Iglesia hondureña pide solución «justa y pacífica» de la crisis

Comunicado de la Conferencia episcopal, presidida por el cardenal Maradiaga

El pueblo de Honduras tiene puestas muchas esperanzas en este diálogo nacional

(RD/Efe).-La Iglesia católica de Honduras pidió ayer que la crisis política que vive el país por el golpe de Estado del 28 de junio tenga «una solución justa, pacífica y acordada», y advirtió de que «cualquier tipo de violencia» perjudicará el diálogo entre las partes iniciado ayer.

«No podemos continuar en la incertidumbre, la tensión personal y social y en el deterioro económico. Es urgente una solución justa, pacífica y acordada que asegure la convivencia pacífica y una auténtica vida democrática», señaló un comunicado de la Conferencia Episcopal de Honduras, presidida por el cardenal Óscar Rodríguez.

Los obispos «manifestamos nuestro apoyo» al diálogo entre representantes del presidente de facto, Roberto Micheletti, y del gobernante depuesto, Manuel Zelaya, indicó la nota.

Enfatizó que «en este clima de diálogo, que debe ser respetuoso y comprensivo, cualquier forma de violencia, de palabra o de obra, sería perjudicial y atentaría contra las actitudes que lo favorecen, y llevaría a la pérdida de credibilidad de quien la provoque».

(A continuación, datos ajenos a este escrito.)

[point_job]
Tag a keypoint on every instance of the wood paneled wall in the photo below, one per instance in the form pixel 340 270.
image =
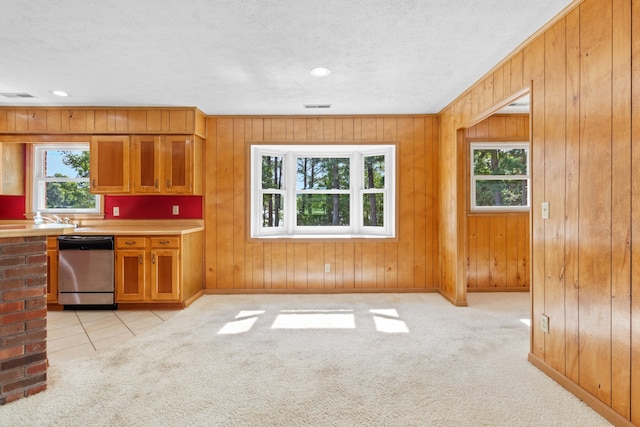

«Hemos experimentado en carne propia, en la Iglesia y en la sociedad, los sufrimientos, divisiones y violencia que esta prolongada crisis ha traído consigo. Hemos vivido la preocupación y el temor de que se buscase la solución por caminos de violencia», añadió el comunicado.

La Iglesia católica hondureña pidió «a los directamente implicados en el diálogo y a quienes ellos representan que, superando las tendencias particularistas, cada uno se esfuerce en buscar la verdad y perseguir con tenacidad el bien común«.

«El pueblo de Honduras tiene puestas muchas esperanzas en este diálogo nacional, las cuales no pueden quedar frustradas, pues nos llevaría a una decepción grande y a una creciente tensión personal y social», advirtieron los obispos hondureños.

El diálogo, apuntó la Conferencia Episcopal, «no se reduce a una técnica de solución de conflictos, sino que tiene una dimensión ética, pues su ejercicio implica actitudes morales y está al servicio de lo que es bueno, justo y verdadero para nuestro pueblo».

«En consecuencia, los que se sientan a la mesa del diálogo tienen una grave responsabilidad ante Dios y ante la sociedad, que no deben olvidar ni subestimar», agregó.

Los obispos dijeron ser «conscientes de que un acuerdo político no es la solución total a los graves problemas que aquejan a Honduras, pero por lo menos situaría al país en las condiciones institucionales aptas para afrontarlos».

Ello debe alcanzarse «en el marco de un plan conjunto, con la participación de todos, según el criterio de subsidiariedad y con un nuevo estilo de gestión política que ponga el bien común como el principal imperativo para la construcción de nuestra sociedad», añadió la Conferencia Episcopal de Honduras.